Further enhancements in subsequent codecs such as AV2 may involve more high-level content adaptive techniques, which is already being offered as a bolt-on to existing codecs by some optimization vendors such as California’s Beamr. This firm has claimed 20% to 40% savings in bandwidth with combination of HEVC and content aware encoding, compared with HEVC alone.

Meanwhile Netflix, as has been quite widely reported, has re-encoded its entire content catalog for more efficient distribution. Netflix referred to its “key ladders” which associate specific bit rates and resolutions, where for example 5.8 Mbps is the minimum acceptable bit rate for full HD or 1080p using the established H.264 codec. Netflix has realized that its key ladders were not optimal for content at either end of the complexity spectrum. For fast moving sports content quality could dip, while for talking heads it consumed unnecessary bandwidth.

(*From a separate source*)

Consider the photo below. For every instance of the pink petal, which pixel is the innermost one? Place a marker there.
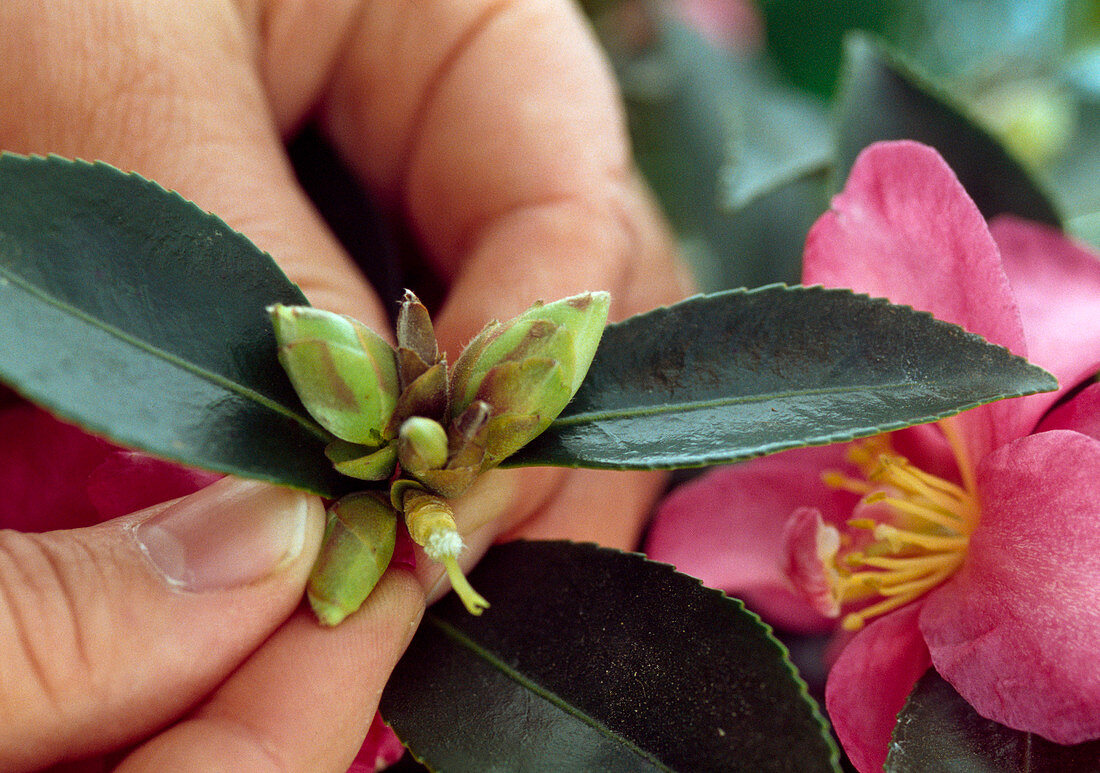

Other enhancements will exploit increased computational power and AI techniques based on neural networks to analyze video more deeply at the object level. The aim will be to break objects such as say dogs down into constituent parts such as the head and then further down to eyes and ears and on to even smaller levels of detail if the resolution is sufficient. It would also embrace “neuro fuzzy segmentation” where geometrical relationships between objects can be encoded for further efficiency, exploiting for example knowledge that a face sits above a neck. This will involve firstly clustering an image into groups of similar pixels in perhaps 4 x 4 blocks and then assembling them into larger areas. Then detection of objects takes place by analyzing these clusters, identifying faces by picking up on their characteristic values for chrominance or color and limited range of luminance or light intensity. Finally refinement is applied to help identify objects in more unclear areas of a frame, such as the edges where only part of an image such as a face is showing. This principle can be extended across time so that relationships between objects within the content can be exploited for motion prediction across a number of frames.

Such enhancements will be supported by all next generation codecs, whether AV2 or JEM, but will still be overshadowed by commercial and royalty considerations. While the AV camp looks like winning in the end, HEVC has a hardware encoder base of 2 billion adding up all those Samsung Galaxy phones and Apple devices. It will be around for some years yet.